Examples with an accurate recognition and a precise segmentation.

Figure 7 illustrates examples where the recognition model makes errors. In example 1, there is no matching between the prediction of the recognition model and the object detector. We can see that the Seq2Seq makes recognition errors and therefore its associated filtering would be wrong. In this case, the bounding boxes and labels predicted by the object detector are used and provide an accurate result in recognition and segmentation. Example 2 shows a case where the filtering by the recognition model leads to a segmentation error. In addition, we can note the omission of the drawing of the point of the “i” in example 2 which is quite common in a context of learning how to write.

Fig. 7.
figure 7

Examples where the recognition model makes errors: in example 1, there is no matching between the recognition model and the object detector.

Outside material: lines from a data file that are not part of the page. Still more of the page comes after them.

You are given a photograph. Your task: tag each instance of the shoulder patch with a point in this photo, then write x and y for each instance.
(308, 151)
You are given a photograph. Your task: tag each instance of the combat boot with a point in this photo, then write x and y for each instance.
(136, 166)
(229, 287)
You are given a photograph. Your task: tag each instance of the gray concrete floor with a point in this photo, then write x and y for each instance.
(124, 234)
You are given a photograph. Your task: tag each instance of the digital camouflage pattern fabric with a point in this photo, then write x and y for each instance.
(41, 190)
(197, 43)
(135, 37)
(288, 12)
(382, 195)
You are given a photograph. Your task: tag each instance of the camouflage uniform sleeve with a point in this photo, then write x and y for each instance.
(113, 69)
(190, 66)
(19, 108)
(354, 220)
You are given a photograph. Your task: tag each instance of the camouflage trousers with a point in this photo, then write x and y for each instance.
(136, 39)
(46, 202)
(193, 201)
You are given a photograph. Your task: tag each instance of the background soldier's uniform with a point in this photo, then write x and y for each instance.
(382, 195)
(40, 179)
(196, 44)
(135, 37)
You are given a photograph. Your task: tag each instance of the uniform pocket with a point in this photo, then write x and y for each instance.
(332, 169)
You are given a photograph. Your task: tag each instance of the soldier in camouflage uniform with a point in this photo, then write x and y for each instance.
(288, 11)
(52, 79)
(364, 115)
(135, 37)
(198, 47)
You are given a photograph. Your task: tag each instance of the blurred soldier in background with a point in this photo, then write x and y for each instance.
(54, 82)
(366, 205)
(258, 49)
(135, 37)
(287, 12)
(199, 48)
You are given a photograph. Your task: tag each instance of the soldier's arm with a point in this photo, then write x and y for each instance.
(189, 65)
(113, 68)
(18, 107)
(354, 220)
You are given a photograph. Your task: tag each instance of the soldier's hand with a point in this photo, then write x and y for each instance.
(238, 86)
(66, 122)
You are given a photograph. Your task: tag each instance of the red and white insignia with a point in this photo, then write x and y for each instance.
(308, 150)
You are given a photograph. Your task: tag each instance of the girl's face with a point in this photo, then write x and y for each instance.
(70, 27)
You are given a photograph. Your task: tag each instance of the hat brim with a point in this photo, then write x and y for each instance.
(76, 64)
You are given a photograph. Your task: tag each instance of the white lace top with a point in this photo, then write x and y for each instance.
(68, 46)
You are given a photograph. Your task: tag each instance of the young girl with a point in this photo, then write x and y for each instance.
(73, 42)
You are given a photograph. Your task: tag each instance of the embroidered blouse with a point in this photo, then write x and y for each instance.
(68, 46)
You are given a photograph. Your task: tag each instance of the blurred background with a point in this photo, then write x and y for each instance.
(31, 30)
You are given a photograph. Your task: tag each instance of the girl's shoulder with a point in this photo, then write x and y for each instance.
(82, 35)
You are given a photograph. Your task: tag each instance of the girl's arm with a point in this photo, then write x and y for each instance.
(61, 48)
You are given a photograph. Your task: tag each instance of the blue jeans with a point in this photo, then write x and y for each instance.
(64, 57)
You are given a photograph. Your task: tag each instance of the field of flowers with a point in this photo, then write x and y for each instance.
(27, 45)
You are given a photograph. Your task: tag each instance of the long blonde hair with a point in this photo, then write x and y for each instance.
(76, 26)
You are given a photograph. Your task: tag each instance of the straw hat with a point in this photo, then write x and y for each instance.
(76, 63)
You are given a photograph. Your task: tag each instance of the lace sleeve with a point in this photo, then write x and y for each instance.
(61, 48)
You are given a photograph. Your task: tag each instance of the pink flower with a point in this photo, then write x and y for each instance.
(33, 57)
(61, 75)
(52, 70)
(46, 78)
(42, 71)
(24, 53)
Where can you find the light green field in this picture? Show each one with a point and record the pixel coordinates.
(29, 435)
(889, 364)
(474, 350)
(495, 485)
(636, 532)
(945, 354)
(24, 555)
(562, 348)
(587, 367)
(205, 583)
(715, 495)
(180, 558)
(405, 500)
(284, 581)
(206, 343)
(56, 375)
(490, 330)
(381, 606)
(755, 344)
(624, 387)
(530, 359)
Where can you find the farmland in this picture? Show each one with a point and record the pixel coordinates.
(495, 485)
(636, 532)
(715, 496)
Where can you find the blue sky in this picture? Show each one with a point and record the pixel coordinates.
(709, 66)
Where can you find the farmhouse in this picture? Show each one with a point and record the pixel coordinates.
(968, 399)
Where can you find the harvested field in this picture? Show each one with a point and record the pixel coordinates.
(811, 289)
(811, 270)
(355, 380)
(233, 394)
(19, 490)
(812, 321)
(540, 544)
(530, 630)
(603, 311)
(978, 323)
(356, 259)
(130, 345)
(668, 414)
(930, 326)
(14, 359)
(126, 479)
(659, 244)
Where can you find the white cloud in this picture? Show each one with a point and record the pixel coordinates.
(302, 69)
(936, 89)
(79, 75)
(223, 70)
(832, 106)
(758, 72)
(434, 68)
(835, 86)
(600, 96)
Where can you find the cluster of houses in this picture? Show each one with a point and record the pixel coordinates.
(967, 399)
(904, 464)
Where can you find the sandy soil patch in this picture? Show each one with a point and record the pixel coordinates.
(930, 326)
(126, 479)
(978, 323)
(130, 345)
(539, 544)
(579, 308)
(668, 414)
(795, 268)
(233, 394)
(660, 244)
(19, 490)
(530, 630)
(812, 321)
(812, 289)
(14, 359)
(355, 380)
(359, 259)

In example 2 the filtering leads to an under-segmentation error.

Note that evaluating the quality of the handwriting segmentation with the currently used metrics is difficult. Indeed, it is not easy to define an absolute segmentation ground truth for some letters due to the ligature area between letters. Thus, a prediction can have an IoU lower than 100% with the ground truth while the associated segmentation is correct. Moreover, the ground truth class associated with a degraded letter can vary according to the annotator (confusion between the letter “e” and the letter “l”, “a” and “o” ...). Taking into account the uncertainty in the predictions might be helpful to know when a (human) teacher should take over the automated system to provide a more useful advice to the children.

5 Conclusion

We presented Seq2Seg, an original combination strategy which uses a model dedicated to recognition as an oracle to filter out the segmentation predictions of an object detector and then refines the segmentation using an expert segmentation lattice. Seq2Seg produces the best of both worlds: the accurate recognition of a Seq2Seq and the precise segmentation provided by an R-CNN object detector. Seq2Seg is efficient enough to provide immediate feedback to children learning how to write and it outperforms the state of the art results on this task without the use of a language model. This last point makes Seq2Seg much more flexible to other learning contexts. Our future work will focus on evaluating and improving the quality of the feedback in school contexts. In particular, we plan to better leverage the uncertainty of the decisions (both for the Seq2Seq and the object detector), for example by allowing the system to reject hypotheses, to prevent giving erroneous feedback to the children.